Я послушно встала, хоть это далось не так легко, как казалось, хотя бы из-за больной ноги, и позволила Киллиану стянуть с меня грязное тяжелое платье, мертвым грузом лежавшее на моих плечах. Оно и так было нелёгким, но вода придала ему весу, и казалось, сейчас на мне была металическая броня, а не бархатное платье. Стоило ему соскользнуть вниз, как я снова почувствовала лёгкость, больше оно не давило на меня и не делало каждый вздох еще сложнее. Облегчение затмило даже стыд от того, что я осталась перед своим спасителем в одной сорочке. Что толку в стеснении, если он и так всё видел? Важно ли было в таком случае то, что я не помнила этого?
- Мне нравится, когда ты такая послушная, - хмыкнул парень, и в его руках вдруг странным образом оказался кусок влажной ткани, которой он постепенно начал смывать грязь с меня, которой я была покрыта с пят и до макушки. Даже лицо было испачкано, в основном оттого, что при последнем падении я не решилась подняться. Сначала лицо, затем шея, потом руки, и так постепенно мягкими движениями Киллиан стал обращать меня обратно в человека из непримечательной замухрышки. Не хотелось даже думать, в каком виде он меня нашел. - Если бы ты хоть половину времени была такой покладистой, цены бы тебе не было.
- Если бы ты перестал меня постоянно задевать, мы могли бы спокойно общаться, - в тон ему ответила я, не испытывая никакого желания пререкаться с ним, но слова словно по привычке вырвались наружу. Иногда я уставала пререкаться даже с ним. Разве такой я была? Разве Аннелин Лленард умела только встревать в споры и даже не пытаться поладить с человеком напротив? Я ведь всегда считала себя дипломатом, что же случилось сейчас?
Заставив себя остановиться в том месте, где еще днем я бы начала спор, я, как завороженная, стала наблюдала за действиями Киллиана. Они, как всегда, были неспешными и взвешенными, неестественно размеренными, будто он без усилий контролировал каждое своё действие, каждый шаг, малейшее прикосновение. Хотелось мне быть такой же, но почему-то я так легко срывалась по пустякам. Я посмотрела на его растрепанную макушку, расслабленное лицо и задумалась: Киллиан вообще делал что-то лишнее, заранее не продумывая каждый шаг? Или он просто был помешан на личном контроле? Было ли что-то, что могло вывести его из такого сосредоточенного состояния?

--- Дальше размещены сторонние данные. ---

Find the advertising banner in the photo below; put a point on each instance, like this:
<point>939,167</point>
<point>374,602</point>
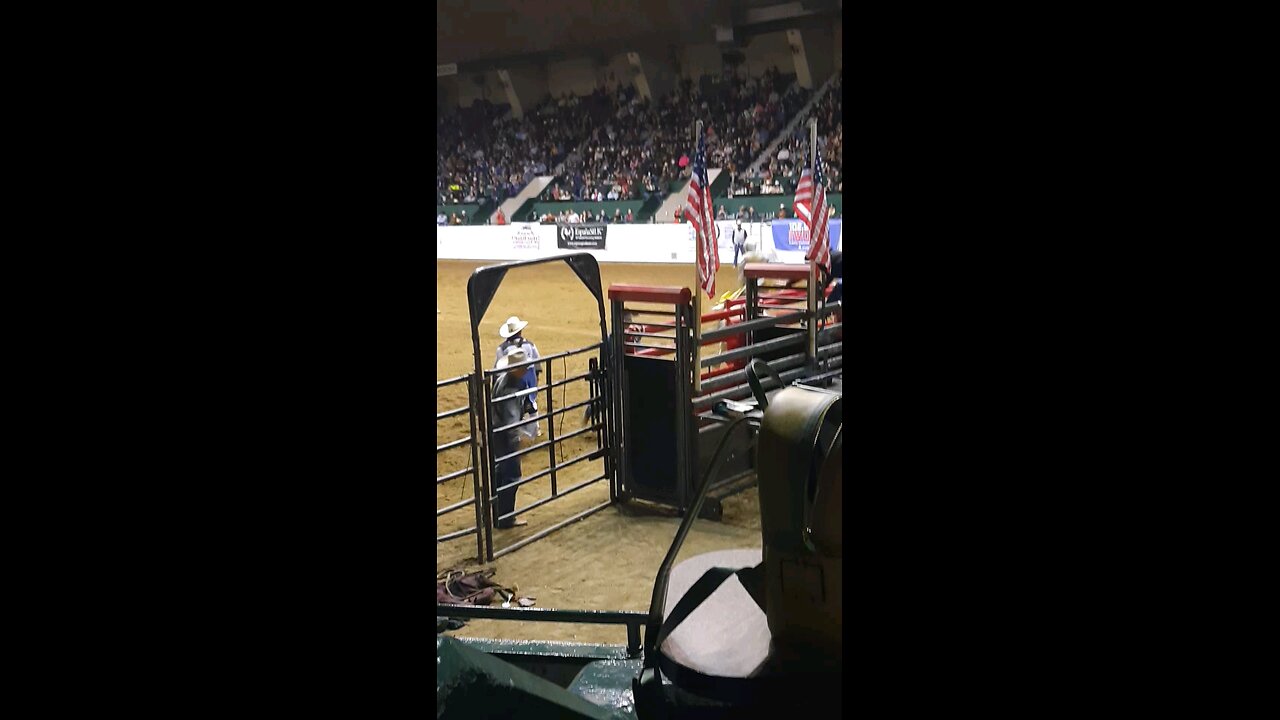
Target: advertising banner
<point>586,236</point>
<point>525,237</point>
<point>791,236</point>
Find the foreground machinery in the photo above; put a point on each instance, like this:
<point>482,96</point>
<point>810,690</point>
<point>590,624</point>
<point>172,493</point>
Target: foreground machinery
<point>728,634</point>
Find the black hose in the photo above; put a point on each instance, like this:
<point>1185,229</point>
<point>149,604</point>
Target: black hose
<point>659,587</point>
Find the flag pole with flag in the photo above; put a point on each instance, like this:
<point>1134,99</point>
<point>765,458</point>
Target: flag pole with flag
<point>810,206</point>
<point>698,210</point>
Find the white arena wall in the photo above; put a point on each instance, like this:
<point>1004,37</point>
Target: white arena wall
<point>622,242</point>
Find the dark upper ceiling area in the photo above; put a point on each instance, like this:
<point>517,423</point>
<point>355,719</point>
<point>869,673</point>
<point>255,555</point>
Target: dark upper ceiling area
<point>471,31</point>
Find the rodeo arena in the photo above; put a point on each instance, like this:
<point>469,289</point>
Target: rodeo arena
<point>639,359</point>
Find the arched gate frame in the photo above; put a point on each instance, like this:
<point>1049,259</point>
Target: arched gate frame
<point>481,287</point>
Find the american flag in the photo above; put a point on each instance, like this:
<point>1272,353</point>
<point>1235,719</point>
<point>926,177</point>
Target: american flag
<point>810,206</point>
<point>698,210</point>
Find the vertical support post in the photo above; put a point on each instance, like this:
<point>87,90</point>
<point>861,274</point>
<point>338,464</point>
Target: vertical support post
<point>812,301</point>
<point>478,492</point>
<point>813,256</point>
<point>613,376</point>
<point>487,464</point>
<point>698,291</point>
<point>682,383</point>
<point>551,428</point>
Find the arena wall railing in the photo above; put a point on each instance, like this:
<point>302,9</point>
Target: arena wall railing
<point>670,242</point>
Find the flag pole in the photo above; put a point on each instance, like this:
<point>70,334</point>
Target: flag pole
<point>813,224</point>
<point>698,288</point>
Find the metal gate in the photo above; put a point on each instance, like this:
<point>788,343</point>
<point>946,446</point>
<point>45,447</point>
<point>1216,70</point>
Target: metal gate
<point>465,446</point>
<point>480,291</point>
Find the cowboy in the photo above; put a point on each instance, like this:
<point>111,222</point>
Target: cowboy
<point>512,336</point>
<point>739,240</point>
<point>507,409</point>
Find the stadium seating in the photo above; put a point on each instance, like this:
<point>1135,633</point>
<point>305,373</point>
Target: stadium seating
<point>766,206</point>
<point>615,137</point>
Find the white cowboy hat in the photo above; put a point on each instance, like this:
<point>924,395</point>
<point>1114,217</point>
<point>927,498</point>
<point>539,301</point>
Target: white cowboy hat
<point>512,356</point>
<point>511,327</point>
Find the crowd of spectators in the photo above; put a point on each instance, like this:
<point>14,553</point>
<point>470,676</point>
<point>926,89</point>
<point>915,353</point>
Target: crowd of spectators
<point>638,149</point>
<point>588,215</point>
<point>615,145</point>
<point>781,173</point>
<point>487,154</point>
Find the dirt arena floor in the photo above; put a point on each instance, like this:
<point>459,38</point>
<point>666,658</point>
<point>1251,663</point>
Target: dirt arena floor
<point>607,560</point>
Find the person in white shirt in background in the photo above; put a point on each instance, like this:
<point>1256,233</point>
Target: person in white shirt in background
<point>512,336</point>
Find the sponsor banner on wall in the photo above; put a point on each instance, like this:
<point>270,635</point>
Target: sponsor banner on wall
<point>525,237</point>
<point>586,236</point>
<point>792,236</point>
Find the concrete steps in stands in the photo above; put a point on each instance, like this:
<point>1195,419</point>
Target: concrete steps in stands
<point>512,205</point>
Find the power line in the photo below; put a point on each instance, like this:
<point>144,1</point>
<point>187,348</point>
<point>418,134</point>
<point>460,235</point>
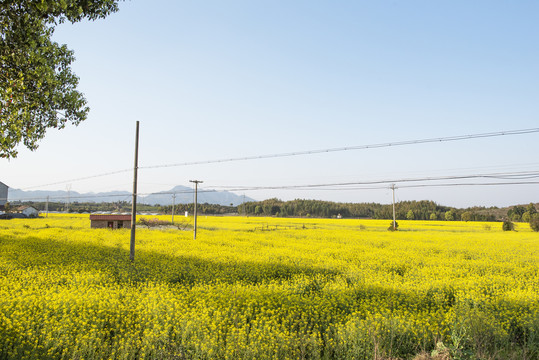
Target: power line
<point>307,152</point>
<point>349,148</point>
<point>497,176</point>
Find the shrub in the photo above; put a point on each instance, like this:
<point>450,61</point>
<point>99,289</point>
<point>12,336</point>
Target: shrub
<point>508,225</point>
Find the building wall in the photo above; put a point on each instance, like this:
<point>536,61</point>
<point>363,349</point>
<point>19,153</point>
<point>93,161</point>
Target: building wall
<point>3,193</point>
<point>30,212</point>
<point>104,224</point>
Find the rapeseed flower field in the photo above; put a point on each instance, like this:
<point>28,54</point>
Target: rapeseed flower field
<point>268,288</point>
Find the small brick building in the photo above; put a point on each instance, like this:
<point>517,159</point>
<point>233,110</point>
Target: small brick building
<point>110,221</point>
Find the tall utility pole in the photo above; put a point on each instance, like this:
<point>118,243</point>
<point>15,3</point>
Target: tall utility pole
<point>196,191</point>
<point>134,201</point>
<point>68,188</point>
<point>394,221</point>
<point>173,205</point>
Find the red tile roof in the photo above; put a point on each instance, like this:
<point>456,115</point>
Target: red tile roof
<point>110,217</point>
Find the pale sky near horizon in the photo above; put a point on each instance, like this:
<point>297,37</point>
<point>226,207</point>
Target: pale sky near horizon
<point>212,79</point>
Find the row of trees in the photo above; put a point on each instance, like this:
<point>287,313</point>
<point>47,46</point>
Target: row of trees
<point>521,213</point>
<point>405,210</point>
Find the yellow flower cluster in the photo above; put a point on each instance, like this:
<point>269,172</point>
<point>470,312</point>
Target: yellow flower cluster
<point>267,288</point>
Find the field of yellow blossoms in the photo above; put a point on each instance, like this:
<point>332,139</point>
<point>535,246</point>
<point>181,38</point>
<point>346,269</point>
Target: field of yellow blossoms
<point>268,288</point>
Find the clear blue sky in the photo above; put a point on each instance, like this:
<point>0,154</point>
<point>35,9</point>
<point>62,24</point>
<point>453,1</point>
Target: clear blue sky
<point>224,79</point>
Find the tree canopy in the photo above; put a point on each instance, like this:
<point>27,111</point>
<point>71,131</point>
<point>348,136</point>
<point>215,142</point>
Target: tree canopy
<point>38,90</point>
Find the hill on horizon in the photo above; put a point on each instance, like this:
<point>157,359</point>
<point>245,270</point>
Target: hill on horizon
<point>184,195</point>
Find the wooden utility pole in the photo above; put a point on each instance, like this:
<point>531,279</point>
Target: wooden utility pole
<point>173,205</point>
<point>394,221</point>
<point>134,201</point>
<point>196,191</point>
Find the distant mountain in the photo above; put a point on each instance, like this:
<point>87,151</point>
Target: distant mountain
<point>184,195</point>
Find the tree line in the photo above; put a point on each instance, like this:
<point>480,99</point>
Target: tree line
<point>404,210</point>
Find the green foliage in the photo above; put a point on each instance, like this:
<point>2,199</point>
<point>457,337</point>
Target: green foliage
<point>508,225</point>
<point>37,88</point>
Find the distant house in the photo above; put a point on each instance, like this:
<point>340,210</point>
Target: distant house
<point>3,195</point>
<point>27,211</point>
<point>110,221</point>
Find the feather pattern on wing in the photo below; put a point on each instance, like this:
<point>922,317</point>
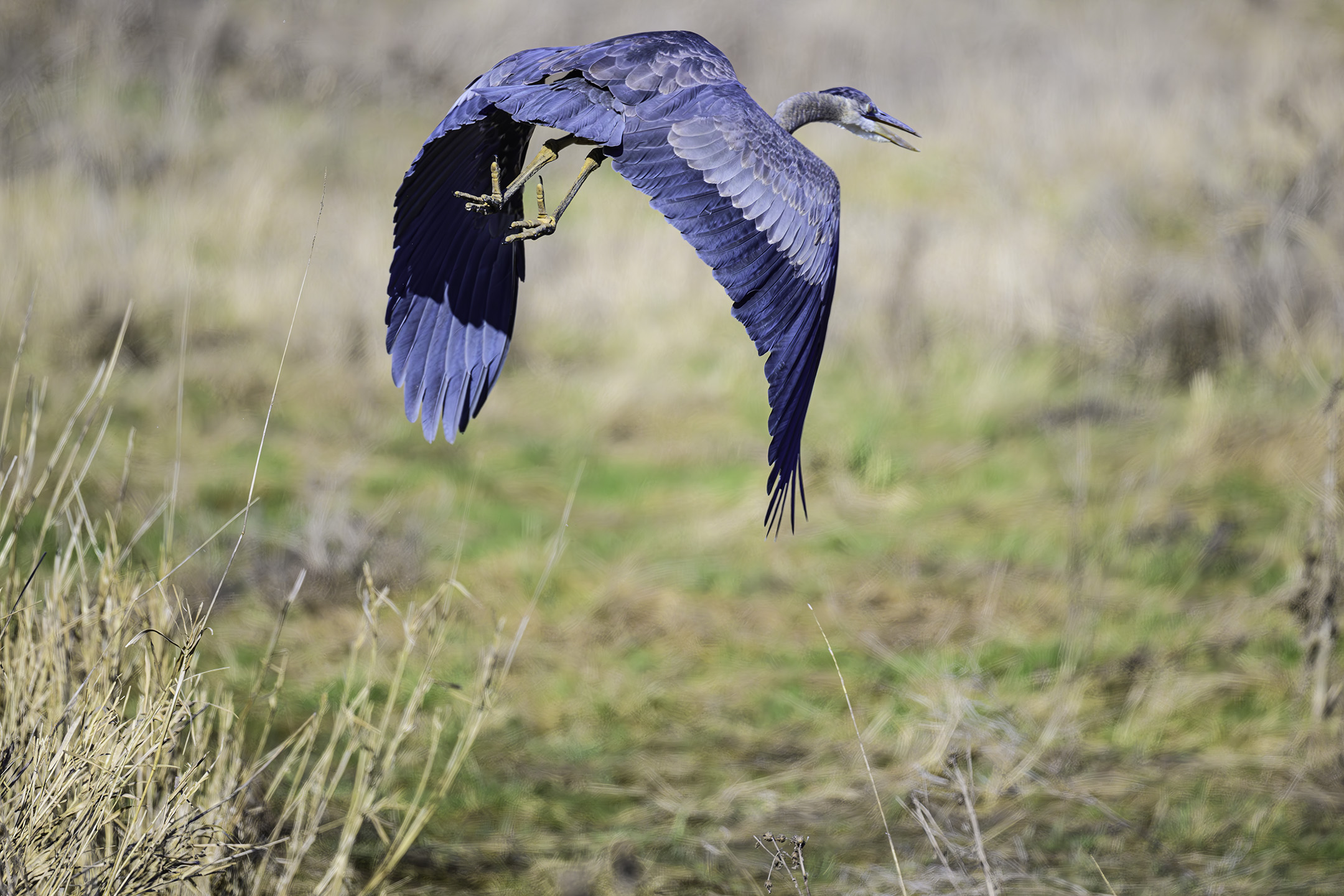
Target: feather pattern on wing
<point>757,206</point>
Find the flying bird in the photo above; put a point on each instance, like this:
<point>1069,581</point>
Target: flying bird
<point>667,109</point>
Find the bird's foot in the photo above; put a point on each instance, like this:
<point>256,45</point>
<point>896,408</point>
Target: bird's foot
<point>485,203</point>
<point>535,227</point>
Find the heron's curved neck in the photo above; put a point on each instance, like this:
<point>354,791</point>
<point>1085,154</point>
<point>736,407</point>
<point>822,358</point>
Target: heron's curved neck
<point>808,106</point>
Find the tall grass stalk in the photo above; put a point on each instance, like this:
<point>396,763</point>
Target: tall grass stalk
<point>125,767</point>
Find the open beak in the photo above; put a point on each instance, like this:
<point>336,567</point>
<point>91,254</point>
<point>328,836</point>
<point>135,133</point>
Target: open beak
<point>890,128</point>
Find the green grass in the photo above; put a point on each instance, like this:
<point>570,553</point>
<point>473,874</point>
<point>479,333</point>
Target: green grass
<point>1040,540</point>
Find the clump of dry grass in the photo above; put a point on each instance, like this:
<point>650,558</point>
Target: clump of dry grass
<point>127,767</point>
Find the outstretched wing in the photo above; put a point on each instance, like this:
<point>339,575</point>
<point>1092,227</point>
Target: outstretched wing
<point>763,213</point>
<point>452,289</point>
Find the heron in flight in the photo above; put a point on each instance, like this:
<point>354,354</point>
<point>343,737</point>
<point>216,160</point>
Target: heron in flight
<point>667,109</point>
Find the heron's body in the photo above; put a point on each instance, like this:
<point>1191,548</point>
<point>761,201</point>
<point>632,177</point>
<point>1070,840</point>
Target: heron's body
<point>666,108</point>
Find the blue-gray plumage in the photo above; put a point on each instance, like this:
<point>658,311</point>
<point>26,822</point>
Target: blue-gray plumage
<point>668,111</point>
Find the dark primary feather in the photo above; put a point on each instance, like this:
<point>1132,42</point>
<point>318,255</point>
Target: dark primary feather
<point>758,207</point>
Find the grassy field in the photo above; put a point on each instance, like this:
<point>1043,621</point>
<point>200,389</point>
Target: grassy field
<point>1066,453</point>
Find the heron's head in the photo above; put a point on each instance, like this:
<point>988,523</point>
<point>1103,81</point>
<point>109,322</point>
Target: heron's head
<point>861,116</point>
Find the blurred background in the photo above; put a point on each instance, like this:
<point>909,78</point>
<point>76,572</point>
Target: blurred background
<point>1066,457</point>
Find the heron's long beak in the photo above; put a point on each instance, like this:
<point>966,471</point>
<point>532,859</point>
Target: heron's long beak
<point>889,128</point>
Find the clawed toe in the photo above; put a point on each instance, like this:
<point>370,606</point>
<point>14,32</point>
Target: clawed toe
<point>533,229</point>
<point>485,203</point>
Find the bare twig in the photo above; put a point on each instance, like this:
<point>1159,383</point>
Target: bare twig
<point>864,754</point>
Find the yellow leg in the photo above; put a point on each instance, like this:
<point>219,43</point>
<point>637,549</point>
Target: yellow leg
<point>493,200</point>
<point>543,223</point>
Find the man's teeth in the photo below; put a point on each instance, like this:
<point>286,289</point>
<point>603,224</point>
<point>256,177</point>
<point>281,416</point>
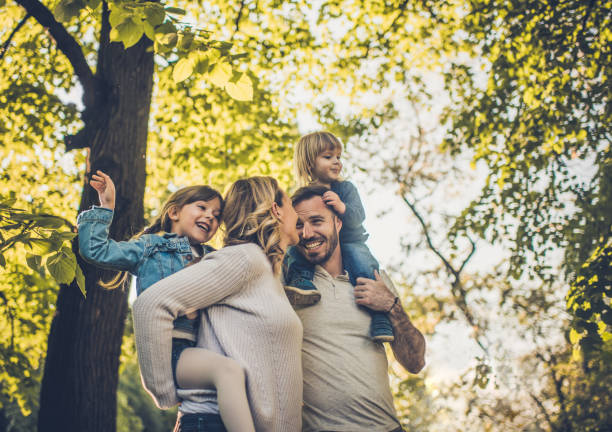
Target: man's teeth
<point>313,245</point>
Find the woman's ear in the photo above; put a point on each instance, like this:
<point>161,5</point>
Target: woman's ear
<point>275,210</point>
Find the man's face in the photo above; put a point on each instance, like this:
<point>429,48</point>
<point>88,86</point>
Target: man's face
<point>318,228</point>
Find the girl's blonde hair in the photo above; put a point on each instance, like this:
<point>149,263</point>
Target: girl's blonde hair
<point>248,216</point>
<point>306,151</point>
<point>163,223</point>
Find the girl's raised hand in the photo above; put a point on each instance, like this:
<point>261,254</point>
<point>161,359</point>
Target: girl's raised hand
<point>106,189</point>
<point>333,200</point>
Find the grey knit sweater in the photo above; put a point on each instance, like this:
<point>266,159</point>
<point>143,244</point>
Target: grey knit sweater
<point>247,317</point>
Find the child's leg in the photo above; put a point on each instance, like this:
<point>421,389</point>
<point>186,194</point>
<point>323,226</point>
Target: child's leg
<point>298,273</point>
<point>201,368</point>
<point>359,262</point>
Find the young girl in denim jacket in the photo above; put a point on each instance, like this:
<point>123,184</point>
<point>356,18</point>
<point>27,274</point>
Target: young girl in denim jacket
<point>188,219</point>
<point>317,160</point>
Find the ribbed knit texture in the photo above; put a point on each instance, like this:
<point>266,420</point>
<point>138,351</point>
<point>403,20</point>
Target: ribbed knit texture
<point>248,319</point>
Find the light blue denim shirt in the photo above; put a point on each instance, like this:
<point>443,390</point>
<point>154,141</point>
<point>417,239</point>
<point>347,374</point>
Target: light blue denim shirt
<point>150,257</point>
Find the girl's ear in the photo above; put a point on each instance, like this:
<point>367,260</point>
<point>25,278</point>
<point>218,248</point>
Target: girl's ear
<point>173,213</point>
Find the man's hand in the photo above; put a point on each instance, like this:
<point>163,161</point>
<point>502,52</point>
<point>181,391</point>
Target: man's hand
<point>333,200</point>
<point>106,189</point>
<point>374,294</point>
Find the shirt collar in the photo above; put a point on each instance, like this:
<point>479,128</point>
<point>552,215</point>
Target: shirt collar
<point>324,273</point>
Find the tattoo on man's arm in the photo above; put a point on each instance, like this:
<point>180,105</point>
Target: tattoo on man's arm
<point>409,344</point>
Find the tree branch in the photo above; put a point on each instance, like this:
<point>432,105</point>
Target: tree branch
<point>543,411</point>
<point>6,44</point>
<point>65,42</point>
<point>238,17</point>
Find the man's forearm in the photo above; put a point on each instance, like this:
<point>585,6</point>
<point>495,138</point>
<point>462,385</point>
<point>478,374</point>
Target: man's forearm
<point>409,344</point>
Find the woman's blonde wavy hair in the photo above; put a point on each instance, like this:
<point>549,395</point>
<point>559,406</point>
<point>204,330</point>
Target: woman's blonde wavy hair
<point>306,151</point>
<point>248,216</point>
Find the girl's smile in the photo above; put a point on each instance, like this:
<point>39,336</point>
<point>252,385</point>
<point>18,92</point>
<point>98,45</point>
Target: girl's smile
<point>198,221</point>
<point>328,166</point>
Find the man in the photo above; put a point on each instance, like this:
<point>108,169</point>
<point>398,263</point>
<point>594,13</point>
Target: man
<point>346,383</point>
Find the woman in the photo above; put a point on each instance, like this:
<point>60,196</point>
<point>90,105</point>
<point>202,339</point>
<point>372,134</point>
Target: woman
<point>247,316</point>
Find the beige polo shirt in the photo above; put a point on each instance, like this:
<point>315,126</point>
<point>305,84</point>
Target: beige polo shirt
<point>346,383</point>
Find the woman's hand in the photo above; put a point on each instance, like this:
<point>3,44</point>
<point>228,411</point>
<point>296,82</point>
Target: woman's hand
<point>106,189</point>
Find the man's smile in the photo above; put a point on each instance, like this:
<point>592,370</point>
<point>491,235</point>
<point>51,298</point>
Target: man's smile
<point>312,244</point>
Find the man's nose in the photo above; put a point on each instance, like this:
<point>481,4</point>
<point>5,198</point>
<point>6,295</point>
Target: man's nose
<point>306,231</point>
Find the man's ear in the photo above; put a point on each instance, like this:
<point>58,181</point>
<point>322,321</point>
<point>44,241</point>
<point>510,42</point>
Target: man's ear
<point>338,223</point>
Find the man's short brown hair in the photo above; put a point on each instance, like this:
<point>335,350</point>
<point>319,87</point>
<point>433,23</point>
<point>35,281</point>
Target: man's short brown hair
<point>311,191</point>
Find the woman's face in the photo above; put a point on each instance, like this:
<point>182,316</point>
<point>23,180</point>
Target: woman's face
<point>288,220</point>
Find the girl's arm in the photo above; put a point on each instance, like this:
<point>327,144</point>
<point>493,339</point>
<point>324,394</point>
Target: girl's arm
<point>94,244</point>
<point>218,276</point>
<point>96,248</point>
<point>354,214</point>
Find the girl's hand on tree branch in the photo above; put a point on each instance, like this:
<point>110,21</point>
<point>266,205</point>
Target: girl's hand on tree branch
<point>106,189</point>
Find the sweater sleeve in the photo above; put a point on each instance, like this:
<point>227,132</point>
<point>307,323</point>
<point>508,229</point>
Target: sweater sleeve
<point>219,275</point>
<point>354,215</point>
<point>96,248</point>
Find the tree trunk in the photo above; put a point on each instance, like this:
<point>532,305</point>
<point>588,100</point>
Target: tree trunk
<point>81,371</point>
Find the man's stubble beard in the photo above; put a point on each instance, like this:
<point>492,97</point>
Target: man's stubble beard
<point>332,243</point>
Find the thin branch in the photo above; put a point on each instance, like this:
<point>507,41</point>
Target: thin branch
<point>465,261</point>
<point>6,44</point>
<point>543,410</point>
<point>238,18</point>
<point>65,42</point>
<point>416,213</point>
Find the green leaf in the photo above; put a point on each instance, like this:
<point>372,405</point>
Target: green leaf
<point>167,39</point>
<point>154,14</point>
<point>80,278</point>
<point>49,221</point>
<point>118,15</point>
<point>221,74</point>
<point>62,266</point>
<point>65,10</point>
<point>130,32</point>
<point>574,336</point>
<point>175,11</point>
<point>182,70</point>
<point>33,261</point>
<point>241,90</point>
<point>185,40</point>
<point>149,30</point>
<point>42,246</point>
<point>63,235</point>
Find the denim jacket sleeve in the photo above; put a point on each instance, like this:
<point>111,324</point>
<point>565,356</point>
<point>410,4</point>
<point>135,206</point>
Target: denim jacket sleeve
<point>354,215</point>
<point>96,248</point>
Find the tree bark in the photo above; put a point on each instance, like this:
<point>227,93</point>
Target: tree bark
<point>81,371</point>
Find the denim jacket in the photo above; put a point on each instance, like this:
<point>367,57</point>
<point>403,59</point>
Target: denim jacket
<point>352,219</point>
<point>150,257</point>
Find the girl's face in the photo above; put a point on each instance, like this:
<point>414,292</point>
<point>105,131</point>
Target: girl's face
<point>198,221</point>
<point>288,221</point>
<point>328,166</point>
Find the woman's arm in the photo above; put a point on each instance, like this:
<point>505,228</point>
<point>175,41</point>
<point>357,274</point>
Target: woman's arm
<point>219,275</point>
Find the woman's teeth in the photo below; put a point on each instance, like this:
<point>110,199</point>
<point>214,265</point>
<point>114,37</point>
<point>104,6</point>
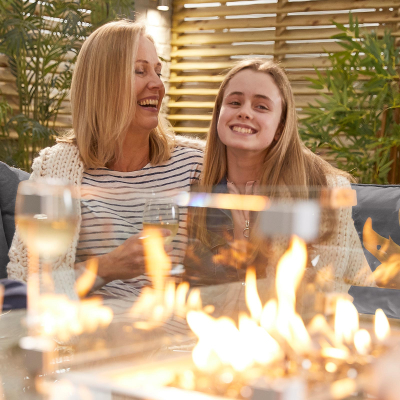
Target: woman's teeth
<point>242,130</point>
<point>148,102</point>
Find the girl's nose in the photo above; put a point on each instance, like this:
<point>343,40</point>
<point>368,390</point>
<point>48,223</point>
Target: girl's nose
<point>244,112</point>
<point>155,82</point>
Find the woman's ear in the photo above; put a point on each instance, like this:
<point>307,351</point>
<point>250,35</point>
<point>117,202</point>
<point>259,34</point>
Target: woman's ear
<point>278,132</point>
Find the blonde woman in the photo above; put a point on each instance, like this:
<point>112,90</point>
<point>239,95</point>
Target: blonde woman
<point>119,146</point>
<point>253,146</point>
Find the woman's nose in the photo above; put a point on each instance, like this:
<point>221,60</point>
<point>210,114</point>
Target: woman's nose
<point>244,112</point>
<point>155,82</point>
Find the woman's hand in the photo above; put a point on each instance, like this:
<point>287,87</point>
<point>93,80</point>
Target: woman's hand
<point>127,260</point>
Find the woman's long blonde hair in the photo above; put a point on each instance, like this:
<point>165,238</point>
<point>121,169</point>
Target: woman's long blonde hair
<point>287,163</point>
<point>103,98</point>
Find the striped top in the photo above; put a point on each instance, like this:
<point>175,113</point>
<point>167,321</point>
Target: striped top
<point>112,211</point>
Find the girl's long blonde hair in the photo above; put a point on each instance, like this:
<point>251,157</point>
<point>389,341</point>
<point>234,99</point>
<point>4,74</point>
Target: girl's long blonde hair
<point>289,168</point>
<point>287,163</point>
<point>103,96</point>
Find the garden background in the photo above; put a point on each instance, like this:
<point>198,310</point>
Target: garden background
<point>342,59</point>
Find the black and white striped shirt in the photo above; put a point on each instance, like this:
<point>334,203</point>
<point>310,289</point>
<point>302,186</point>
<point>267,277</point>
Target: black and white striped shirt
<point>112,210</point>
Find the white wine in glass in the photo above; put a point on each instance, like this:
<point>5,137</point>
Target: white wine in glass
<point>161,214</point>
<point>46,216</point>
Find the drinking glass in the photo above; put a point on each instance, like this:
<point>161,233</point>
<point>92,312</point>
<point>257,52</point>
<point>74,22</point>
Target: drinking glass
<point>161,214</point>
<point>46,216</point>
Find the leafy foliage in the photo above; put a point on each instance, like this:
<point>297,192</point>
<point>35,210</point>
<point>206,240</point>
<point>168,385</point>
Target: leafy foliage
<point>41,41</point>
<point>358,122</point>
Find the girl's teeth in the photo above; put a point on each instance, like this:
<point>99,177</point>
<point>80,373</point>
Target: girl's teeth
<point>242,130</point>
<point>148,102</point>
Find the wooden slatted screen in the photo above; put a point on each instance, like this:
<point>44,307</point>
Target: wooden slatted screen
<point>209,36</point>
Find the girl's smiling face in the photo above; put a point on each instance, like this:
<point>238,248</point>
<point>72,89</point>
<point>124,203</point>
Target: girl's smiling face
<point>250,112</point>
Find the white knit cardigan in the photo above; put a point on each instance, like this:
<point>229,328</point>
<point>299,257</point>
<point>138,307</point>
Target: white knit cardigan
<point>63,161</point>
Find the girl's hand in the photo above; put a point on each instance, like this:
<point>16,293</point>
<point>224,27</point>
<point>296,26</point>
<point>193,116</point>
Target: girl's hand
<point>128,260</point>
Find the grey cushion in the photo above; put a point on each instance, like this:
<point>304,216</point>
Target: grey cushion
<point>381,203</point>
<point>9,180</point>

Мне стало стыдно от того, что без видимой причины я снова начала накручивать себя против него, а ведь именно Киллиан помогал мне сейчас, жертвуя собственным временем и комфортом. То же он сделал и вчера, и стоило ему взять свою плату со сложившейся ситуации, как наутро получил кинжал у горла. Да, наша близость была сильным промахом с моей стороны, но стал бы он что-то делать, будь я против? Была ли во всем произошедшем и моя вина? Для этого молодого мужчины я была женой, и его просто не устраивало положение фиктивного супруга, остальное я уже сама домыслила. Нужно было перестать постоянно искать причины относиться к нему плохо.
Не сразу, но всё же заметила, что с правой стороны на лавке располагалась миска с водой, которую очевидно так долго и искал Киллиан, а затем обратила внимание и на его длинные пальцы. Если бы он жил в Домане, мог бы стать музыкантом, но мы были в Мармандисе, и жившие здесь имели весьма скупое представление об искусстве.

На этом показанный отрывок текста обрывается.